Imam al-Ghazali secara tegas membolehkan musik. Bahkan ia berpendapat bahwa nyanyian dapat menimbulkan ekstase (keadaan amat khusyuk sampai tidak sadarkan diri). Boleh jadi lebih dari apa yang ditimbulkan oleh faktor-faktor lain. Pendapat ini didukung oleh hampir semua kaum sufi.

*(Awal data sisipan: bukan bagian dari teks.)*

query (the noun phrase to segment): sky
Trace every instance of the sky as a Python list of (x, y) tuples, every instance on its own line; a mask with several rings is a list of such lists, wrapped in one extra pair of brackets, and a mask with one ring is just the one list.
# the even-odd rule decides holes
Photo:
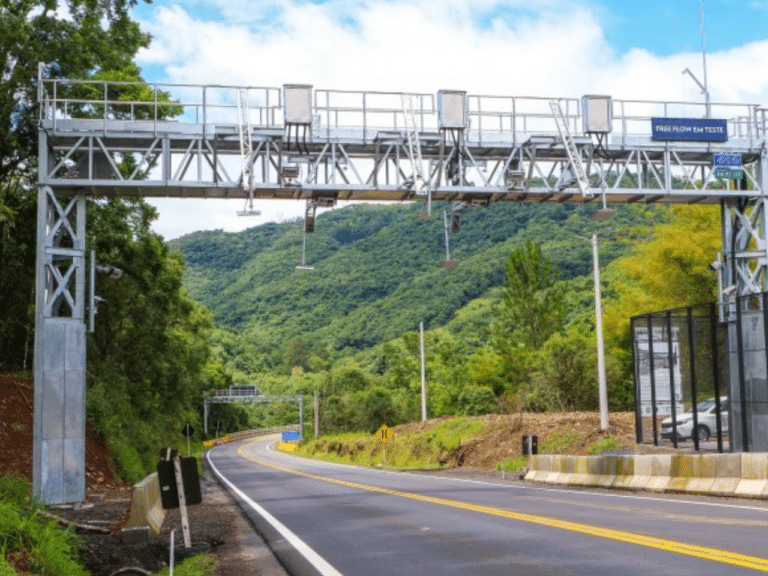
[[(713, 102), (768, 106), (768, 0), (704, 0)], [(150, 82), (702, 102), (701, 0), (153, 0)], [(166, 239), (303, 215), (303, 202), (151, 199)]]

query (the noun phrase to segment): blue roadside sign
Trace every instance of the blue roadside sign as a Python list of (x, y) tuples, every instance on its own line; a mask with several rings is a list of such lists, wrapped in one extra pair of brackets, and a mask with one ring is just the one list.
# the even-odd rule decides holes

Al-Ghazali mengecam mereka yang mengharamkan musik/nyanyian. Walaupun dia mengakui adanya larangan Nabi, ia mengaitkan larangan mendengar musik atau nyanyian itu dengan kondisi yang menyertainya atau dampak negatif yang dilahirkannya. Hadis Nabi yang melarang nyanyian, antara lain, adalah yang dilakukan wanita di hadapan lelaki di bar (tempat menyuguhkan minuman keras). Ada haditshadit Nabi yang sahih menunjukkan kebolehan bernyanyi atau menggunakan alat musik, antara lain bahwa ‘Aisyah RA., pernah mendengar nyanyian di rumah Nabi dan Nabi tidak menegurnya.

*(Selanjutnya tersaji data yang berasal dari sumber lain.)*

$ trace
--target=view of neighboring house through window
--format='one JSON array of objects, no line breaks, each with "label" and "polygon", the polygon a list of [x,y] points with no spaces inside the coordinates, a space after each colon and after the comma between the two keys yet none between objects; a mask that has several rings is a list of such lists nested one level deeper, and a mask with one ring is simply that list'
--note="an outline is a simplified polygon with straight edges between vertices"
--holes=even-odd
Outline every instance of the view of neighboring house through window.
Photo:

Menurut al-Ghazali, adanya izin kepada Aisyah menunjukkan bolehnya menyanyi. Adapun larangan yang ada, ia harus dilihat konteksnya. Ulama-ulama yang melarang musik menamainya sebagai alat al-malahi (alat-alat yang melalaikan dari kewajiban/sesuatu yang penting). Dalam konteks inilah musik menjadi haram atau makruh. Tetapi, jika musik mendorong kepada sesuatu yang baik, maka ia dianjurkan. Lagu-lagu berbahasa Arab sekali pun, atau yang berirama kasidah, dapat saja menjadi haram bila mengandung kalimat yang tidak wajar atau mengundang rangsangan kemungkaran.

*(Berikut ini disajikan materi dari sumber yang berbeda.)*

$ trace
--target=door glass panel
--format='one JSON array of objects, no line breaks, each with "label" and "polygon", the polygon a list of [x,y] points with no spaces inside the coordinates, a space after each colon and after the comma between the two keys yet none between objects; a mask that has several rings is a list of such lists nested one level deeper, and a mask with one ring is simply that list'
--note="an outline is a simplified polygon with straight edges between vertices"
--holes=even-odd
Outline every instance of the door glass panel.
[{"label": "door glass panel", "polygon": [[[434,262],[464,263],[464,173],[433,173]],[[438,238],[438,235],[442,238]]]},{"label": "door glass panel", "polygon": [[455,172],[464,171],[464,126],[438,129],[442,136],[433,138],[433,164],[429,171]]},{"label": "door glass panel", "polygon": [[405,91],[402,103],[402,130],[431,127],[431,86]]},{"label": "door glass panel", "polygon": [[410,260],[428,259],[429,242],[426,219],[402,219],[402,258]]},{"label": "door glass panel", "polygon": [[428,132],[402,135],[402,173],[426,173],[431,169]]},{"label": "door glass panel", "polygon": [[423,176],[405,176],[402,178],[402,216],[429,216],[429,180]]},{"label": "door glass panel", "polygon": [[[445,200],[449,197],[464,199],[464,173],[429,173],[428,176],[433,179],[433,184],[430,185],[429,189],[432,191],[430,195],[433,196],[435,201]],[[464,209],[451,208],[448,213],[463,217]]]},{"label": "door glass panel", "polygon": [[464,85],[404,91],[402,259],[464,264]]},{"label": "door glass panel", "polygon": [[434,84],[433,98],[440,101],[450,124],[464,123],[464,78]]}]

Almarhum Mahmud Syaltut, mantan pemimpin tertinggi al-Azhar Mesir, dalam fatwanya menegaskan bahwa para ahli hukum Islam telah sepakat tentang bolehnya nyanyian guna membangkitkan kerinduan melaksanakan haji, semangat bertempur, serta dalam peristiwa-peristiwa gembira, seperti lebaran, perkawinan, dan sebagainya. Adapun selain itu, memang diperselisihkan. Tetapi semua alasan untuk melarangnya — selama tidak menimbulkan dampak negatif -- tidak dapat dibenarkan. Demikianlah.. Wallahu A’lam bishawab.
sumber : tirto.id
Naskah diambil dari buku "Tafsir al-Mishbah Vol. 10" yang diterbitkan penerbit Lentera Hati. Pembaca bisa mendapatkan karya-karya Prof. Quraish Shihab melalui website penerbit.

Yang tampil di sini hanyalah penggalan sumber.